Przyszedł moment rozwożenia transportu więźniów. I mnie też zabrano do dużej „kabaryny”. Rozwożono nas po różnych więzieniach. Ja się wtedy modliłem, żeby nie trafić do jakiegoś ciężkiego więzienia, np. do Rawicza, bo konwój i transport tam się miał kończyć. Jechaliśmy przez Poznań. Tam był przeładunek. Potem przez różne zakłady karne. I niestety z całego dużego transportu więźniów – a tak było tam ciasno w tej „kabarynie”, że niektórzy się wręcz podduszali, a nawet wymiotowali w tym ścisku, tłoku i dymie papierosów – tylko ja i jakiś „podziergany małolat” trafiliśmy do Rawicza. I łzy mi się w oczach zakręciły.
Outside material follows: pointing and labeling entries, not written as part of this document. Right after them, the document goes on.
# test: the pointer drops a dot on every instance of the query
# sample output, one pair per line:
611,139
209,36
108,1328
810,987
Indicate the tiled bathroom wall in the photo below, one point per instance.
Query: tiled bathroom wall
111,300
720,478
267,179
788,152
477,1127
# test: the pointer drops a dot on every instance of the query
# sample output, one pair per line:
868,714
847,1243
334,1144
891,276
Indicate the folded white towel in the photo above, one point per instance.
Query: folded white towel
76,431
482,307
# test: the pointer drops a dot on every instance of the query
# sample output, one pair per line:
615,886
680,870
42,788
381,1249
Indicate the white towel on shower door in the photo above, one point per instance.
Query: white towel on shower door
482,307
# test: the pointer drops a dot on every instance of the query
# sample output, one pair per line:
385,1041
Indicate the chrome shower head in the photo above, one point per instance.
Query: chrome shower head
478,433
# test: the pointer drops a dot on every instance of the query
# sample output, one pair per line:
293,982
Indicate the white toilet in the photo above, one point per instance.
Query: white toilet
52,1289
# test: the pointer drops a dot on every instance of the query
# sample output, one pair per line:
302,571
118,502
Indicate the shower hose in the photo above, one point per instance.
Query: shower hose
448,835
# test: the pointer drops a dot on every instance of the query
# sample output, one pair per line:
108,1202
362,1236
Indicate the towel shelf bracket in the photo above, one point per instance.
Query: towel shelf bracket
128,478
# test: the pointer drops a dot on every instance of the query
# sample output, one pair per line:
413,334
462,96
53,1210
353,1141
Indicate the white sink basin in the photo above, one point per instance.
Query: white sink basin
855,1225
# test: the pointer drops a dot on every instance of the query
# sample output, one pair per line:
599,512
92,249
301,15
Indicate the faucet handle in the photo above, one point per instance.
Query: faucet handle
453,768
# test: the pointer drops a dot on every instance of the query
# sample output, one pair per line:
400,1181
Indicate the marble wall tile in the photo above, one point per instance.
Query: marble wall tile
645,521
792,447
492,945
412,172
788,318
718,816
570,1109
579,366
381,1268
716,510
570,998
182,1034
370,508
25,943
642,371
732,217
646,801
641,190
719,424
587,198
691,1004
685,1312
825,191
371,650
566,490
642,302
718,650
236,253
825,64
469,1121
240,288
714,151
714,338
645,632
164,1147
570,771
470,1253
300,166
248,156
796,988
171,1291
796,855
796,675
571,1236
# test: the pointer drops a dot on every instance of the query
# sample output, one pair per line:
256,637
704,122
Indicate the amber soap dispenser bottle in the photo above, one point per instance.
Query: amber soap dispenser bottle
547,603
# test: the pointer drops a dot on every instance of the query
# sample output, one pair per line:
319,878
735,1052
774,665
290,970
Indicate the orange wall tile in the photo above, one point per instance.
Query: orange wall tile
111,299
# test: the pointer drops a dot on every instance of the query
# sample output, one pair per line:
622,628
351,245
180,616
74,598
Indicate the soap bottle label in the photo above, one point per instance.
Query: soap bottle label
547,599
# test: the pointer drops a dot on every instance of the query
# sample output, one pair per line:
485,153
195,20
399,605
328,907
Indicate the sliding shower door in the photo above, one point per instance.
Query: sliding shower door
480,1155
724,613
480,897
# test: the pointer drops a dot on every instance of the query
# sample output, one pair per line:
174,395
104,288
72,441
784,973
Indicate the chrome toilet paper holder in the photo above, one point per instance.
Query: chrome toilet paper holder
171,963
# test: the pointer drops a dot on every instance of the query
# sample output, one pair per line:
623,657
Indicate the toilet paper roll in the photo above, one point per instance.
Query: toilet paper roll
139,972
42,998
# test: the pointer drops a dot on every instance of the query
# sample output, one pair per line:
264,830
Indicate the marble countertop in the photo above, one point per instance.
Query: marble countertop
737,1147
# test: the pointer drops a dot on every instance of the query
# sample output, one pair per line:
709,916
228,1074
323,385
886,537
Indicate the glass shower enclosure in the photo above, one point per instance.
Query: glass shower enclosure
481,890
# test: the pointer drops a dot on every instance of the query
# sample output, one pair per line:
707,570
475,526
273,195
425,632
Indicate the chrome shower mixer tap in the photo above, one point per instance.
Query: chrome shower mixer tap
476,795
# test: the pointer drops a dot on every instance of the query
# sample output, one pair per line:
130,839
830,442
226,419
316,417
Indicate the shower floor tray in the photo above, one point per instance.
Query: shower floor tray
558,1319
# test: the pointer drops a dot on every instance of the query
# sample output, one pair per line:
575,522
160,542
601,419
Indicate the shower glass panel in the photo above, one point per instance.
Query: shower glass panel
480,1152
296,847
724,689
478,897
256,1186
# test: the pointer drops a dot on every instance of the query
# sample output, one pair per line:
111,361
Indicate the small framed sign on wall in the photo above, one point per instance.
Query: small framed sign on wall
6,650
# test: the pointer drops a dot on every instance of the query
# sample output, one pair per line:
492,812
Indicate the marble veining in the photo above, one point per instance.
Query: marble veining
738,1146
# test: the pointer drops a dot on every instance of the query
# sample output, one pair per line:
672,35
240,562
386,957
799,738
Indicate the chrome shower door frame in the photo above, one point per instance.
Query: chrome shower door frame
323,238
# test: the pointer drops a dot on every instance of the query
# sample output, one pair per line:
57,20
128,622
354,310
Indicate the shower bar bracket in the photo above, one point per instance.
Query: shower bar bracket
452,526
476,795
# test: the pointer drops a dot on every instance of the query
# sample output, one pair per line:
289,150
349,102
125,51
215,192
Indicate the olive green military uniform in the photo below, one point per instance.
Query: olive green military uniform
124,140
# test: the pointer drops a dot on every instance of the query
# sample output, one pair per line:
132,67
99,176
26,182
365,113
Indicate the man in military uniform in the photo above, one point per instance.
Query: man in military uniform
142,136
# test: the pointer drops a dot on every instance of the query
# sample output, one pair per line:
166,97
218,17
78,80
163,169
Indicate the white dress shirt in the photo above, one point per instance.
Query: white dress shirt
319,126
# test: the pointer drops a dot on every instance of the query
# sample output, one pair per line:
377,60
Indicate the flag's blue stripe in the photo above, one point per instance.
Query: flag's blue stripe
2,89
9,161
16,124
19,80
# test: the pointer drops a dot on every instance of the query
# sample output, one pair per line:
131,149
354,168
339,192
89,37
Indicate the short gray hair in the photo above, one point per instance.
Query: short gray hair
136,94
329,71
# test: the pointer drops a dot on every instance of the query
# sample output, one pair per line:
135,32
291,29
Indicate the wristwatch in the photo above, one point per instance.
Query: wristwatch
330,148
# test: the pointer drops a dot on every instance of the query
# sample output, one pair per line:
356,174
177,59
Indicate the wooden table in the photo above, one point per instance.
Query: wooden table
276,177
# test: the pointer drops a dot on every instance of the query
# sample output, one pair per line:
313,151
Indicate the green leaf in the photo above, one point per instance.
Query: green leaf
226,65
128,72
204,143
Siedziałem tam z takimi więźniami, którzy mieli wyroki po 25 lat więzienia! Byli karani za gwałty i morderstwa. Z takimi musiałem niestety siedzieć. Nie było to nic przyjemnego. Trafiłem tam w takim fatalnym momencie, bo szykowały się w więzieniu jakieś wewnętrzne rozruchy, więc było widać siły porządkowe przygotowane do interwencji. Podczas spacerów, jak byliśmy na „spacerniku”, to była bardzo napięta atmosfera. To wszystko sprawiało, że było mi tam naprawdę ciężko. Ale z biegiem czasu człowiek jakoś tam się aklimatyzował. Chociaż dodatkowym utrudnieniem, ze względu na spodziewany bunt więźniów, były częste przerzuty z celi do celi. Gdy już poznawałem współwięźniów i zdążyliśmy się przyzwyczaić do siebie, i już była dobra atmosfera w celi, to rozbijano celę, robiąc kolejne przerzuty. Takie zgrywanie się więźniów było bardzo ważne. Chociażby dlatego, że przebywając cały czas ze sobą, razem jedliśmy, razem chodziliśmy na spacery, ale też w tej samej celi załatwialiśmy potrzeby fizjologiczne. Przecież w celi był „kibel” i tam trzeba było się załatwiać. I kiedy już przyzwyczajaliśmy się do siebie przerzucano mnie i innych więźniów do nowej celi, potem do kolejnej itd. A to niesamowicie utrudniało życie. Co człowiek to „historia”. Co człowiek to przyzwyczajenia. Jeden chrapie, drugi pali papierosy. To palenie papierosów było dla mnie trudne jako dla niepalącego.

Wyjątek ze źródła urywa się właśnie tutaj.